In addition, depending on the methods we decide to undertake and the results we receive, it may be necessary to cover some concepts related to news presentation. For example, how does context influence a person's perception of a news item? Does an individual's understanding of an article on "total information awareness" differ if it is displayed within a Technology or General News section?
Google wants to know what's in our brains, where we're coming from, and what we want. Google wants to know context, so it can personalize its search results. Blogger is a tool that keeps track of a user's decisions and thought processes. Blogger gets inside our heads.
I interact with Google everyday. With Blogger, I leave my fingerprints all over the web, and I take home a little bit of the web with me. Google understands that my interaction with the Internet is valuable because I am in fact a tiny little data-miner, a categorization engine, and a commentator.
Jason Kottke writes that Google's biggest asset is "a highly annotated map of the web." But it's more than that. With news.google.com, Google is showing me the part of the map I want to look at before I've even asked. It's more of a map, a guide, and some instant transportation device.

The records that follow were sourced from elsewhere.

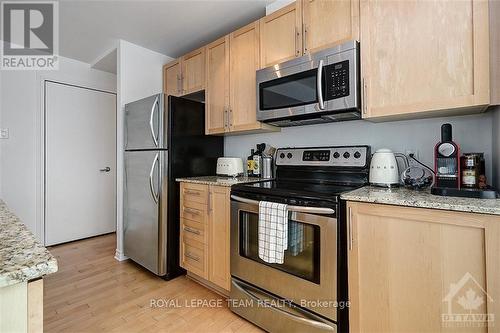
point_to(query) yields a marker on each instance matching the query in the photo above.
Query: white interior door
(80, 146)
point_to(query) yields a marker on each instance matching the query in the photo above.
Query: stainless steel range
(308, 292)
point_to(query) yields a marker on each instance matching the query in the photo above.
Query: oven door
(308, 275)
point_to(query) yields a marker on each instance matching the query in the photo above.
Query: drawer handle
(191, 230)
(190, 256)
(192, 211)
(192, 192)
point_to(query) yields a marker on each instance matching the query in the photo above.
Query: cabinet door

How far away are we from an interactive Blogger? I post a link. Blogger hands a few back to me. Even better, Blogger hands me links annotated by humans like you or I. Now we're moving into the realm of broadcasting. Blogger provides critical analysis of the AP and Reuters-like wire feeds that Google has already parsed and the news is customized according to who's looking.
Google most valuable asset is that it knows what we want, and it can give it to us before we even ask for it. And that's entertainment.